Let $ G $ be a finite simple group which acts on finite set $ X $ non-trivially. The goal is that the largest prime number $p$ dividing $ \left|G\right| $ is also divide $ \left|X\right| $.

I know $G$ is embedded in $S_{X}$. But, I can't get any other things.

jawlang
  • 685

1 Answers1

0

Hmm, I'm not sure to understand exactly the question : do you want to prove this for every non-trivial action or do you want a condition for it to be true.

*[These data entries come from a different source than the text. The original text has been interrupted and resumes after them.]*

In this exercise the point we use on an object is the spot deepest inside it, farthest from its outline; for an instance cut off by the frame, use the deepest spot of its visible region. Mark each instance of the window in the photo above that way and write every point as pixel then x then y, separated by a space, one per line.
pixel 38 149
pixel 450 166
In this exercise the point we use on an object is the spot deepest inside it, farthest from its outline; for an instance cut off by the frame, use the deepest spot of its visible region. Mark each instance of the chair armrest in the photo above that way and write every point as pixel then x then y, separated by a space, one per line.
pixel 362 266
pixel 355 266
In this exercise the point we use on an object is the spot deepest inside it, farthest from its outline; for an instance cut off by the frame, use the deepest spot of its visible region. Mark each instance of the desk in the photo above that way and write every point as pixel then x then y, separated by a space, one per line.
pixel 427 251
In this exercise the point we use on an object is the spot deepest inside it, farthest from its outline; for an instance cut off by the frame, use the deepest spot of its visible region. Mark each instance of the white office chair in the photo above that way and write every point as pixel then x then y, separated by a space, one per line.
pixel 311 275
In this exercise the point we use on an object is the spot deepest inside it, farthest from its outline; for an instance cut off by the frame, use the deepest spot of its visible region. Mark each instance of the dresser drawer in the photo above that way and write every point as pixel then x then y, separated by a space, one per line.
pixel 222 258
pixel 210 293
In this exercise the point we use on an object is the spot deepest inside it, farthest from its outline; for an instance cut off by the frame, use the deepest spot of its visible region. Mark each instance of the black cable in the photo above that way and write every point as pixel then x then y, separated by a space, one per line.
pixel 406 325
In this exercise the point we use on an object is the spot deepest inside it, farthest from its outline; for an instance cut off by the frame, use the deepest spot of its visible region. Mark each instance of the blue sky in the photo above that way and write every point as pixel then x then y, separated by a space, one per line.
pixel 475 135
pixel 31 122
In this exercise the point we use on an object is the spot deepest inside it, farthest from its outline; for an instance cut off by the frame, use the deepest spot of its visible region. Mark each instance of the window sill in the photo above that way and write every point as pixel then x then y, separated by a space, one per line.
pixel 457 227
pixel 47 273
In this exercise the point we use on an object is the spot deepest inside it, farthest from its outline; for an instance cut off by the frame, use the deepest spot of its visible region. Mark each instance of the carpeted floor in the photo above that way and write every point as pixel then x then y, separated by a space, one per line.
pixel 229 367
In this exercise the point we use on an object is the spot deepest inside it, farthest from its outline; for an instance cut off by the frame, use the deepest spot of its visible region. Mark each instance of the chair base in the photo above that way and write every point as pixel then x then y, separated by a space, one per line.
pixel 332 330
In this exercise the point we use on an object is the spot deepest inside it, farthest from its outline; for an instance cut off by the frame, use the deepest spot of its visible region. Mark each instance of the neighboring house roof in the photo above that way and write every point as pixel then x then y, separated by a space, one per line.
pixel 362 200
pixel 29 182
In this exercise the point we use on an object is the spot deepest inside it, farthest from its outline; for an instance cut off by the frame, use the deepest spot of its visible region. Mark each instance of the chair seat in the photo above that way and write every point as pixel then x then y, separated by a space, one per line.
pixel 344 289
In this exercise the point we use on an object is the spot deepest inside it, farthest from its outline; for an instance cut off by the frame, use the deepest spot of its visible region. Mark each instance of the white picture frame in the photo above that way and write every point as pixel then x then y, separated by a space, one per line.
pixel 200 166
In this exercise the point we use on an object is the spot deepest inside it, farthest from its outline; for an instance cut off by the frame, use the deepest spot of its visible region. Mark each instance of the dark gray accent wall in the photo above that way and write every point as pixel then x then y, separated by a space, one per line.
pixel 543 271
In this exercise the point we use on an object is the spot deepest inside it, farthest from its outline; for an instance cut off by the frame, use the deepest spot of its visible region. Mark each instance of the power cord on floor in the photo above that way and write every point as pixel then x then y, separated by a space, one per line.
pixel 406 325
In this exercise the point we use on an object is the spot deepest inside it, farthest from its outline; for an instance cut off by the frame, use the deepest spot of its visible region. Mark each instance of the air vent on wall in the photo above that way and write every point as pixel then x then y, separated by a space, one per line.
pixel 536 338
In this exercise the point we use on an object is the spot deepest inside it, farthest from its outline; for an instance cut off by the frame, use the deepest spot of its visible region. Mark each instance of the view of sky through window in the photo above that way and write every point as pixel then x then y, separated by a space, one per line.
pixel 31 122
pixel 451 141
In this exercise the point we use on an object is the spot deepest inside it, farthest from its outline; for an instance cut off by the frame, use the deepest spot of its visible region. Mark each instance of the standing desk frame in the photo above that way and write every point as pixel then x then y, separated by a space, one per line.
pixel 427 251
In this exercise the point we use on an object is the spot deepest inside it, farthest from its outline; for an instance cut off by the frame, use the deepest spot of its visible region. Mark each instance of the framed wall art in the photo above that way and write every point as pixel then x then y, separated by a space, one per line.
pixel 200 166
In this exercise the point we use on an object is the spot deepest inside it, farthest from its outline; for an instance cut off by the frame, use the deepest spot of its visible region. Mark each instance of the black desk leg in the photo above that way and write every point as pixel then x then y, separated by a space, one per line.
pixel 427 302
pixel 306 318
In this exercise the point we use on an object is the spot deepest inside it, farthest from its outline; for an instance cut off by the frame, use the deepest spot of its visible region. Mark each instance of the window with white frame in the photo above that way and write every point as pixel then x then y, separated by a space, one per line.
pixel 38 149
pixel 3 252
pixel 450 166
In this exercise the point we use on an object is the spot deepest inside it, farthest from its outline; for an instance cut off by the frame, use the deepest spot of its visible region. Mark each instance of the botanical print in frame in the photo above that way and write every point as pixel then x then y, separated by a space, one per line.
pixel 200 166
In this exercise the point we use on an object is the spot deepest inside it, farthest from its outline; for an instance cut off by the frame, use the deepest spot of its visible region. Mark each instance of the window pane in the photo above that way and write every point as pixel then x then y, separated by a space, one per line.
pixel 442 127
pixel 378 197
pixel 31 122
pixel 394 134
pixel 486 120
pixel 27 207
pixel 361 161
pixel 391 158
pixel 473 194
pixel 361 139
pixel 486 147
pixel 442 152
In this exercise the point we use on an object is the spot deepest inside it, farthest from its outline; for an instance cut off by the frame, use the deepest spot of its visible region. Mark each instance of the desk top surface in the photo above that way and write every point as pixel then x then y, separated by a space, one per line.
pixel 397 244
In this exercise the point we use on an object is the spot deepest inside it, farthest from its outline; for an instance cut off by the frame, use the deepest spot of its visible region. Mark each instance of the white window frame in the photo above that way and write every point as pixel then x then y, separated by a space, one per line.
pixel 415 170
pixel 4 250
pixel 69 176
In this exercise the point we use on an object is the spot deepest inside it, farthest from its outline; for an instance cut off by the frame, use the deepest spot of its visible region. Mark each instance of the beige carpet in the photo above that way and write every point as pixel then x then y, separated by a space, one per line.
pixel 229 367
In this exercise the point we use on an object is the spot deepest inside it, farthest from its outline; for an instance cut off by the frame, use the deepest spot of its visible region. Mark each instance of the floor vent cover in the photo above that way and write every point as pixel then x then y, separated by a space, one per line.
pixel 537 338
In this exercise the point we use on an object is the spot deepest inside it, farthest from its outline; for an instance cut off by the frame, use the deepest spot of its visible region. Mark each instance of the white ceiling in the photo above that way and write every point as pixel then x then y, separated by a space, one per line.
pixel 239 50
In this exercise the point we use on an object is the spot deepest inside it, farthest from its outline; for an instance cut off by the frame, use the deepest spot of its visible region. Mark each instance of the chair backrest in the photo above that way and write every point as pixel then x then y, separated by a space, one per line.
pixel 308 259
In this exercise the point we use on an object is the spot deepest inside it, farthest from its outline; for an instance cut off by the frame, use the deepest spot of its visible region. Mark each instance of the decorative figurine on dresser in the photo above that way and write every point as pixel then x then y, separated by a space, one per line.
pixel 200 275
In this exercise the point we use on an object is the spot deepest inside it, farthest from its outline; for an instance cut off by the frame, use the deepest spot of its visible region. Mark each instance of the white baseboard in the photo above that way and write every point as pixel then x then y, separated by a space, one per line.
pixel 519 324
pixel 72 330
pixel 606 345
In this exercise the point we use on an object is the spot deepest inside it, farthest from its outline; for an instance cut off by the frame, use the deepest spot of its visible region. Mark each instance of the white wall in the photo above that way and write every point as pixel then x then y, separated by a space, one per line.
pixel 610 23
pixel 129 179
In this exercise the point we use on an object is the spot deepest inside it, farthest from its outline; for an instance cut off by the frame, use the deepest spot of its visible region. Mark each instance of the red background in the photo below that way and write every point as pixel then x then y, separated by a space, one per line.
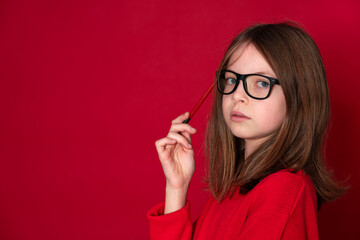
pixel 87 87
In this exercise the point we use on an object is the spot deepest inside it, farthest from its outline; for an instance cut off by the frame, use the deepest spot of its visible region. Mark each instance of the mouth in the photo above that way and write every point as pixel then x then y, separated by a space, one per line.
pixel 238 116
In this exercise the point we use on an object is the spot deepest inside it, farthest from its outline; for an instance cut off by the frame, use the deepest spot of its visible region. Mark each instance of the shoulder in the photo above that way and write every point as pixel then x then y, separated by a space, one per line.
pixel 282 191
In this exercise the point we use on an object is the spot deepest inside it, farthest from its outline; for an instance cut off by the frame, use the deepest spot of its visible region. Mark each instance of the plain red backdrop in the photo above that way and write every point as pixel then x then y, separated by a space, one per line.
pixel 86 87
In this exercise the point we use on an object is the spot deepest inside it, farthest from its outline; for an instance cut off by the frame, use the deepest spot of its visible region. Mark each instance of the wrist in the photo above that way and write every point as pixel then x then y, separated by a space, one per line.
pixel 175 199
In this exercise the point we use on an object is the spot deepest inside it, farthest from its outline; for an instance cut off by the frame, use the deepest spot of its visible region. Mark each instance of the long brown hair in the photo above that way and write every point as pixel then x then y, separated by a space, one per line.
pixel 298 144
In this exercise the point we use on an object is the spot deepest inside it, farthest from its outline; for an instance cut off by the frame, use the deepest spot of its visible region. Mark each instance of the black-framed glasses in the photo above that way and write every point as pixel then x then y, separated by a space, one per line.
pixel 256 86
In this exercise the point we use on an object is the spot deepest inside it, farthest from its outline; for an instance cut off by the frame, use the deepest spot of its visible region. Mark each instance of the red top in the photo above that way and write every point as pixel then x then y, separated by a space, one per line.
pixel 281 206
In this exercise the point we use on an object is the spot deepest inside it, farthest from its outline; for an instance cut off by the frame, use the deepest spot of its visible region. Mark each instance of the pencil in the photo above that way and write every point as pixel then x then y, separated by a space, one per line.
pixel 202 99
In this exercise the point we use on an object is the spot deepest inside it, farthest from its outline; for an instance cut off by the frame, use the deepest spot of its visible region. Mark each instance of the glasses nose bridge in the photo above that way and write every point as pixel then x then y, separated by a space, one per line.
pixel 242 78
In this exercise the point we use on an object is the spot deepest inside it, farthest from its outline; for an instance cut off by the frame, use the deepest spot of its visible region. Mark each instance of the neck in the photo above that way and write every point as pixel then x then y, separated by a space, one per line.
pixel 251 146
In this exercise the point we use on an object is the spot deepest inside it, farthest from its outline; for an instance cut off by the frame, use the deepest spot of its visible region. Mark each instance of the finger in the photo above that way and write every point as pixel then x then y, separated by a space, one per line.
pixel 182 127
pixel 181 118
pixel 161 144
pixel 180 139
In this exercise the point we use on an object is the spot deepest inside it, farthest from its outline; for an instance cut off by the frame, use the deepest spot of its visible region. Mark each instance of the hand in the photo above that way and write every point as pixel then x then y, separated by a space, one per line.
pixel 176 154
pixel 177 159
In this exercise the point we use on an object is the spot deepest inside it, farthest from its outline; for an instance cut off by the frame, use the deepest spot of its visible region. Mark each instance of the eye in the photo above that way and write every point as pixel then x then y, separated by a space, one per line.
pixel 230 81
pixel 263 84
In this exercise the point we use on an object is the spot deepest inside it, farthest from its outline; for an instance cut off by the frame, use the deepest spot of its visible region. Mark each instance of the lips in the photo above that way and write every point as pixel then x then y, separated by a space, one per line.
pixel 238 116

Because I think in general it's false (I even think that for almost every group $G$ you can find a non-trivial action for which this is false).

Take $G$ of order $n=p^km$, with $m \wedge p=1$ and $p$ larger than all the prime factors of $m$. Consider a $p$-Sylow $P$ of $G$ and the quotient $X=G/P$. $G$ act transitivly and non-trivially on $X$ by translation, however $|X|=m$ so $p$ does not divide $|X|$.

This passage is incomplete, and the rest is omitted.